New York Times op-ed: Sex and Gender on the Christian Campus, by Molly Worthen (North Carolina):
The Moody Bible Institute in Chicago seems like the last place in which to expect a scandal over Title IX.
Moody is one of the most conservative Christian colleges in the country, and Title IX’s authority is diminished these days. Last year, the White House rescinded the Obama administration’s stricter enforcement of the federal law against sex discrimination in educational programs that receive federal financial aid. Moreover, under President Trump, the Justice Department seems disinclined to challenge conservative Christians’ insistence that the First Amendment exempts their institutions from the full force of anti-discrimination laws.
Yet recent events at Moody show that religious freedom does more than protect the dissenting views of minority groups — it encourages members of those groups to fight vigorously among themselves. In January, a former Moody communications instructor named Janay Garrick filed a suit in Federal District Court. She accused Moody of “discrimination and retaliation,” charging that the school fired her for such insubordinate acts as helping female students file Title IX complaints about the pastoral ministry program, which was then restricted to men and still excludes women from some parts of the major. She also counseled lesbian and transgender students and collected the testimonies of female students who reported sexual assaults and harassment, according to court documents. (Moody declined to comment.)
Moody, like many evangelical and fundamentalist schools, adheres to a “complementarian” theology of gender — meaning that God created men and women for separate, complementary roles in family and church life. “If a church or parachurch organization has no watchdog and will do as it will under religious freedom, and women are pulled down a slope, and told they can’t understand or handle religious texts, and they’re being harassed and raped, then our Christian liberty has gone too far,” Ms. Garrick told me.
Conservative critics have charged that Moody’s decision to hire someone like Ms. Garrick — who had said in her job interview that she is a gender egalitarian as well as an ordained minister — reveals broader theological confusion. Audrey Belcher, a recent graduate of Moody and one of the few women to major in theology there, said that some male professors encouraged her to pursue an academic career, although no women serve on Moody’s theology faculty. “They said, ‘If you want to teach, you should do that.’ I pointed out to one of my teachers that I couldn’t teach at Moody even if I was qualified,” she told me. “He had the view that this was something they were working on.”
The tumult at Moody reflects a larger pattern in evangelical higher education. Internal turmoil — over sex and gender as well as racial justice — continues despite every sign that government pressure on these schools has abated. White House policies cannot halt the undertow of generational change, and may even accelerate it, because a modest but meaningful resistance to evangelical support for Mr.
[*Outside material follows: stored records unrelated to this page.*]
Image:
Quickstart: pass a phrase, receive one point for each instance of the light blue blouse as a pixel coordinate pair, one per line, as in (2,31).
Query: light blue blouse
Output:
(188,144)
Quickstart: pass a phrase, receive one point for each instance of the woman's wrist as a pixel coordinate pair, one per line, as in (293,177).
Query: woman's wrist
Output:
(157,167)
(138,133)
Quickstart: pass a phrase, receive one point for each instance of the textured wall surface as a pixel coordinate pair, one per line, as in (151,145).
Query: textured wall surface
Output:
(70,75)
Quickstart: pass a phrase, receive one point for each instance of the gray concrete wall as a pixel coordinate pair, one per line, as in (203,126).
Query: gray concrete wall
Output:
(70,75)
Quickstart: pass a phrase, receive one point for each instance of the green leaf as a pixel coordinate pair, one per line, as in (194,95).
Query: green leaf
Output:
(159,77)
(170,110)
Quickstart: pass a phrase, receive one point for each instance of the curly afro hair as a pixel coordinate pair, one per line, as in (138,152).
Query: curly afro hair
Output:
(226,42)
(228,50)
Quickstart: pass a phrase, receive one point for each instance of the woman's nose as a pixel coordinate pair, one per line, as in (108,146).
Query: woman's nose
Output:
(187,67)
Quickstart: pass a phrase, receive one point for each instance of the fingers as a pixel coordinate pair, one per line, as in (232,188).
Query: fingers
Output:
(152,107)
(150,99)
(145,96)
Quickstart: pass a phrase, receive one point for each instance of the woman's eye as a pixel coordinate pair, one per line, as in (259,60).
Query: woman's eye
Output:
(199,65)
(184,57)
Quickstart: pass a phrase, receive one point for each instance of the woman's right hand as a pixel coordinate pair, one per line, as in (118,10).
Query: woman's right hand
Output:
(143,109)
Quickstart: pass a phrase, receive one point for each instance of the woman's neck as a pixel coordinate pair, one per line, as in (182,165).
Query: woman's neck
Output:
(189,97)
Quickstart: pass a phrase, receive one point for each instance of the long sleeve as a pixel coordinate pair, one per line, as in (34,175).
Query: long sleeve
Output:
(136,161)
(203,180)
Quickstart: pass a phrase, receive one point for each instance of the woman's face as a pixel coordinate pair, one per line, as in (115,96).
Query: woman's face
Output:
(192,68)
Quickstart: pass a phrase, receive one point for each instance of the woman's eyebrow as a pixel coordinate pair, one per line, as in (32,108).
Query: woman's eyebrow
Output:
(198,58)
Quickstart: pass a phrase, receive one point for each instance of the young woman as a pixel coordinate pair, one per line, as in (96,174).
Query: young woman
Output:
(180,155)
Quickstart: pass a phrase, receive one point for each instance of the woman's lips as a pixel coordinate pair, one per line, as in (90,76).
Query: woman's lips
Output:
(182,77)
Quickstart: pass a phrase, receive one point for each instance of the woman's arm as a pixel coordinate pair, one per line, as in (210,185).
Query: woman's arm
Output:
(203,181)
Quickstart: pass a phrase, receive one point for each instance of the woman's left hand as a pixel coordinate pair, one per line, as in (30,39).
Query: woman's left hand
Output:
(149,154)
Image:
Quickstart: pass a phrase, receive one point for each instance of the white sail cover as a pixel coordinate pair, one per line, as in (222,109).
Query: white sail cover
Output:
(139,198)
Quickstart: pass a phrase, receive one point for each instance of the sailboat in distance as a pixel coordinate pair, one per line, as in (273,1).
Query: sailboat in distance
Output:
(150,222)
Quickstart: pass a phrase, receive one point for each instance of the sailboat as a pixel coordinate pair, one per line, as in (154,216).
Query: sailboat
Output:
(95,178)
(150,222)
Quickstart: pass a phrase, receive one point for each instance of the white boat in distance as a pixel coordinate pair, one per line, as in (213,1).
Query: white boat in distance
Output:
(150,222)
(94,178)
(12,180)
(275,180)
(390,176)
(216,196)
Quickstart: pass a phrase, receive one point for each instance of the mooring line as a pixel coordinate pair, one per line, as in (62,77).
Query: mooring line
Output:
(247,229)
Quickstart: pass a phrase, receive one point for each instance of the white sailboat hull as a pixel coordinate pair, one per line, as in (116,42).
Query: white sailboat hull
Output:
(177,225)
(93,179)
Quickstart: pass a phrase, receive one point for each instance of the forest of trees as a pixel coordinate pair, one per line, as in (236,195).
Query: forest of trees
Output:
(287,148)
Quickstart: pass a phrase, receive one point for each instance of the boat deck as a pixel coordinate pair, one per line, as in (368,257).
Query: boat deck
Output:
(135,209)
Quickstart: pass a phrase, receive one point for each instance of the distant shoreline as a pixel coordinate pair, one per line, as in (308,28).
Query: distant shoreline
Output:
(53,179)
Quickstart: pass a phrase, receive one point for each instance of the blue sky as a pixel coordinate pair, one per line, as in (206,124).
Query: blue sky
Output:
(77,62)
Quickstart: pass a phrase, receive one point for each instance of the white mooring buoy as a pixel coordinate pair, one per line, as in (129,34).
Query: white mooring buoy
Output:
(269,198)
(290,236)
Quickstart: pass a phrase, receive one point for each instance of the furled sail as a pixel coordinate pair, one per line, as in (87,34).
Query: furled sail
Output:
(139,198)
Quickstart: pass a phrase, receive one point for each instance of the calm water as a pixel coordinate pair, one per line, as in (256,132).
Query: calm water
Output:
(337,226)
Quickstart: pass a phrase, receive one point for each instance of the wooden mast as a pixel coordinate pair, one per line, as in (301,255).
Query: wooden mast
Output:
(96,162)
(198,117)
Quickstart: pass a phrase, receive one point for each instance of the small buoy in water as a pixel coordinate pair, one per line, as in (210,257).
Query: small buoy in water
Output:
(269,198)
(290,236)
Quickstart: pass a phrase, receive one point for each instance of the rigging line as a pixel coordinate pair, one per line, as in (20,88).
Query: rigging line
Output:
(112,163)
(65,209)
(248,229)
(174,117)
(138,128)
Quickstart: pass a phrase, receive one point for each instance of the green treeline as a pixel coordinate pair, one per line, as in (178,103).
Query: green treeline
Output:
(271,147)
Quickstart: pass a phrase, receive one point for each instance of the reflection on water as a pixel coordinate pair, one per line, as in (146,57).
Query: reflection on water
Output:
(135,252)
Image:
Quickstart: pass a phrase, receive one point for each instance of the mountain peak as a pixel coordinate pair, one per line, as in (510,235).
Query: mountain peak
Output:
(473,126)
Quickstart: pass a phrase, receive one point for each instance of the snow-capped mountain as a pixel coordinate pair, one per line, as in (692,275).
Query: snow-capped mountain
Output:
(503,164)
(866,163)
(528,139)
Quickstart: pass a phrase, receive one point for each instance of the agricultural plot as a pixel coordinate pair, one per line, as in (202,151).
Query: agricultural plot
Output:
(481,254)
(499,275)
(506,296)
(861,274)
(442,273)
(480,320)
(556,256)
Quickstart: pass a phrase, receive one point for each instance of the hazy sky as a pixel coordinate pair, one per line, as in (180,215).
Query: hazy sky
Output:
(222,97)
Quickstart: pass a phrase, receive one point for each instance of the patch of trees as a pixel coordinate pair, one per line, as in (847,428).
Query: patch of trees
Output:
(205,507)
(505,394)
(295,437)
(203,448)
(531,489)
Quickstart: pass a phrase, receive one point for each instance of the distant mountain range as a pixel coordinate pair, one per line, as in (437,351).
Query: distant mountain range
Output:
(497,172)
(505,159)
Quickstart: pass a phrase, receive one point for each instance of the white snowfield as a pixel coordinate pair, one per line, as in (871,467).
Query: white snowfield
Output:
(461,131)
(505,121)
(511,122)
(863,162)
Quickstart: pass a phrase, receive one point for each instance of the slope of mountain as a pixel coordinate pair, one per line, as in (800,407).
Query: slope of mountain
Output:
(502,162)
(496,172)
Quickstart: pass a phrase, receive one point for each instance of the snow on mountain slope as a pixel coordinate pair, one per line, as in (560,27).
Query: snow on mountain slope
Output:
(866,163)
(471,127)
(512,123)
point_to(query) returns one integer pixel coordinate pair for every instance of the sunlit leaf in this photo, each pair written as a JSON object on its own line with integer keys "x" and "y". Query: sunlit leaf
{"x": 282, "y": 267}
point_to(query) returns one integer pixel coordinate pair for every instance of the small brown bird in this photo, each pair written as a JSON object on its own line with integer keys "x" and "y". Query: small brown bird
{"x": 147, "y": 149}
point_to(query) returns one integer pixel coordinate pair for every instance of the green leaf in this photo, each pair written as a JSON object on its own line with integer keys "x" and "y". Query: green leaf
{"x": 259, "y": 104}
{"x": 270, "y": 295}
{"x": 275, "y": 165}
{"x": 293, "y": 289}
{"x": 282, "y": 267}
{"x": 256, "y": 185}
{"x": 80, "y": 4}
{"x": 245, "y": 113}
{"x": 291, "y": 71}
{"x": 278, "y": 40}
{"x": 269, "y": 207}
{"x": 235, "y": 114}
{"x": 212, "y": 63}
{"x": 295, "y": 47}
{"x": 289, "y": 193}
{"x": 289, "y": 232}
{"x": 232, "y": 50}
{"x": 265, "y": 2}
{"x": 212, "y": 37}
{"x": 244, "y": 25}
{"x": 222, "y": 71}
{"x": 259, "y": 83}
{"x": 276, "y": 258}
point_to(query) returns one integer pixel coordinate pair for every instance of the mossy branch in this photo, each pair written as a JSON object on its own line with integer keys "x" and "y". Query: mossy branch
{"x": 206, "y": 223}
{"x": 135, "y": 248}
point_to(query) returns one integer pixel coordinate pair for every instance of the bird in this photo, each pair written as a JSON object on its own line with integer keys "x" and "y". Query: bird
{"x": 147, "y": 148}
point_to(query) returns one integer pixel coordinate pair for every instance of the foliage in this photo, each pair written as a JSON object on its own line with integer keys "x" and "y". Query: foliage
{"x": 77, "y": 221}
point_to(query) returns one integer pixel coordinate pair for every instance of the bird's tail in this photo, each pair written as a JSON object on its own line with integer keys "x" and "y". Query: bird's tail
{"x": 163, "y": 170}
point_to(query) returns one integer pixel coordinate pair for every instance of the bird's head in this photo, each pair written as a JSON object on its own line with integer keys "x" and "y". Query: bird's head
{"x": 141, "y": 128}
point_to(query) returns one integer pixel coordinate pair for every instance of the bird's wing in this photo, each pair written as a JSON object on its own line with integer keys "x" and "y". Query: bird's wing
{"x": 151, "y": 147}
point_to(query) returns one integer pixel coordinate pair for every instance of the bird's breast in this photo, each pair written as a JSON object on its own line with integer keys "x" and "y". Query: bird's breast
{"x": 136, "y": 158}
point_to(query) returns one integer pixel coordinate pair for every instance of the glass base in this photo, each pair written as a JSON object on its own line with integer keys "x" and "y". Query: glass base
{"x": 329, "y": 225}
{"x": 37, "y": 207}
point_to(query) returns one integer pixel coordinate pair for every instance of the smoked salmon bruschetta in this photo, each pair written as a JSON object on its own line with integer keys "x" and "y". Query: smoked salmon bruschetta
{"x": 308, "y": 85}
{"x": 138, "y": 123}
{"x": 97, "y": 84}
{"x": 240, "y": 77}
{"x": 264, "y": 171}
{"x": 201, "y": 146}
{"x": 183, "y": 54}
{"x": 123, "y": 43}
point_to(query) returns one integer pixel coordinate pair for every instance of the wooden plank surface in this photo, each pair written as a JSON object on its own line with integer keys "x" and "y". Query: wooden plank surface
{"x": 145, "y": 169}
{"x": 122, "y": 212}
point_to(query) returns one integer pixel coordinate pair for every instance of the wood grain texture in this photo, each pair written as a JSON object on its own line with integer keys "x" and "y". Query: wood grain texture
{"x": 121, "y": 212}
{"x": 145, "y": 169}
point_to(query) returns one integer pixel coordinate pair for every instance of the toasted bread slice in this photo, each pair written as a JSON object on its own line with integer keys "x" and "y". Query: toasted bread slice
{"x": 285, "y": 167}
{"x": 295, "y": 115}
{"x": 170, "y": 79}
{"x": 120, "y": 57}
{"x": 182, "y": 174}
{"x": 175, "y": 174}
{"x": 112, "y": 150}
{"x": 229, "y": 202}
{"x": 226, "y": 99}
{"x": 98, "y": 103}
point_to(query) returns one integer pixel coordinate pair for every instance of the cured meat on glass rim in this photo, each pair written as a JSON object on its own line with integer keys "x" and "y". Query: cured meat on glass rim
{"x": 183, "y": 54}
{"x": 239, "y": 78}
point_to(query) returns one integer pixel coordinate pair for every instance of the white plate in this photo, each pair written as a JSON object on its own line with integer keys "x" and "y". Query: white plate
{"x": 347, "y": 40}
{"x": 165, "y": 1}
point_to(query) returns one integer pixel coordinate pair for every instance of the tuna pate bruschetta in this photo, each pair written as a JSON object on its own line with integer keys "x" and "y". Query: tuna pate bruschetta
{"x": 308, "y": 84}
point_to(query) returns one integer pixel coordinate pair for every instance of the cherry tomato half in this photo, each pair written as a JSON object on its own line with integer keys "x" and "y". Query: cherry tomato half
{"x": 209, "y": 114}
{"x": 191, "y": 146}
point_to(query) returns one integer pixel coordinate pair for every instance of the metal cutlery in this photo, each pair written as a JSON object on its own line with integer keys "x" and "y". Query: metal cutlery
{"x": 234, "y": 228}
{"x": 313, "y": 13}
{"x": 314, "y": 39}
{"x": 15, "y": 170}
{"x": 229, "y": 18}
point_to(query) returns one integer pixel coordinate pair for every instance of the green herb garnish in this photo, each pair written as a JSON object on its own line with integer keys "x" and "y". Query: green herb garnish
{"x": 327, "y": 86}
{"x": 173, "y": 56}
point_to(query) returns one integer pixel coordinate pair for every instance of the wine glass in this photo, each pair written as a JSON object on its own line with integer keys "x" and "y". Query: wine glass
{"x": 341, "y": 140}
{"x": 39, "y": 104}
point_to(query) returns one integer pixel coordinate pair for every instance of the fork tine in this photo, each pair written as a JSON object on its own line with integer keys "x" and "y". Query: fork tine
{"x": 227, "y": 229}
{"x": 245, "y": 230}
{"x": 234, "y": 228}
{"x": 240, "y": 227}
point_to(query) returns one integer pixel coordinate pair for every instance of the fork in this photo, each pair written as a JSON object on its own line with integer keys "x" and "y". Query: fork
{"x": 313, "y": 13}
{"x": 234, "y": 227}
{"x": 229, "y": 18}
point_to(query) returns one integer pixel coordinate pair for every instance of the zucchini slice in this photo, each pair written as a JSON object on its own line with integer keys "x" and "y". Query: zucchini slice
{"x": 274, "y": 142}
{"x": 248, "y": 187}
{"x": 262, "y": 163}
Trump is brewing on many Christian campuses.
Such turmoil does not herald a wholesale reversal of white evangelical politics. But something is happening: Last week, the board of Southwestern Baptist Theological Seminary in Fort Worth voted to remove its longtime president, Paige Patterson, after revelations that he made lewd comments about a teenage girl’s appearance and advised women to remain with husbands who abused them.
A culture’s institutions of higher education are canaries in the culture war coal mine: They struggle with ideological shifts before these changes are apparent in the broader community. These controversies at Christian schools reveal the further fracturing of white evangelical consensus. They remind us that top-down intercession by government agencies and the courts often lags behind, and depends on, grass-roots change.
Despite lawsuits like Ms. Garrick’s, the court system does not present the greatest challenge to evangelicals who govern their institutions according to traditional doctrines of sexuality. American courts have generally opted for a broad interpretation of the religious freedom exemption from anti-discrimination laws. The major exception was the 1983 case Bob Jones University v. United States, in which the Supreme Court found that the First Amendment did not prevent the Internal Revenue Service from revoking a Christian fundamentalist school’s tax-exempt status because of its ban on interracial dating and marriage.
Are rules that prevent gay students from dating, or block women from enrolling in some programs, the legal and moral equivalent of racism? “All these questions come down to the big question of whether traditional views about sexuality are going to be equated with views about race in the Jim Crow South,” said John Inazu, a professor of law at Washington University in St. Louis. “If the answer is yes, that’s an equation that holds, then religious liberty protections, no matter how they are framed, will not be successful.”
Evangelicals themselves are far from settled on this question. Today, many evangelical campuses are diverse assemblies of Christians from a range of cultural, ethnic and theological backgrounds. Some students are experimenting with a new politics, a middle way between secular progressivism and the Moral Majority worldview of their parents’ generation. ...
Christian colleges are fertile ground for political ferment because they include students of all sexual and racial identities, enrolled in theology classes, attending chapel together and grappling with traditional interpretations of scripture rather than cordoning off its claims, as a secular education might encourage them to do.
Title IX should be the least of conservatives’ worries — because some of their own students are prepared to change evangelical culture even when court cases fail.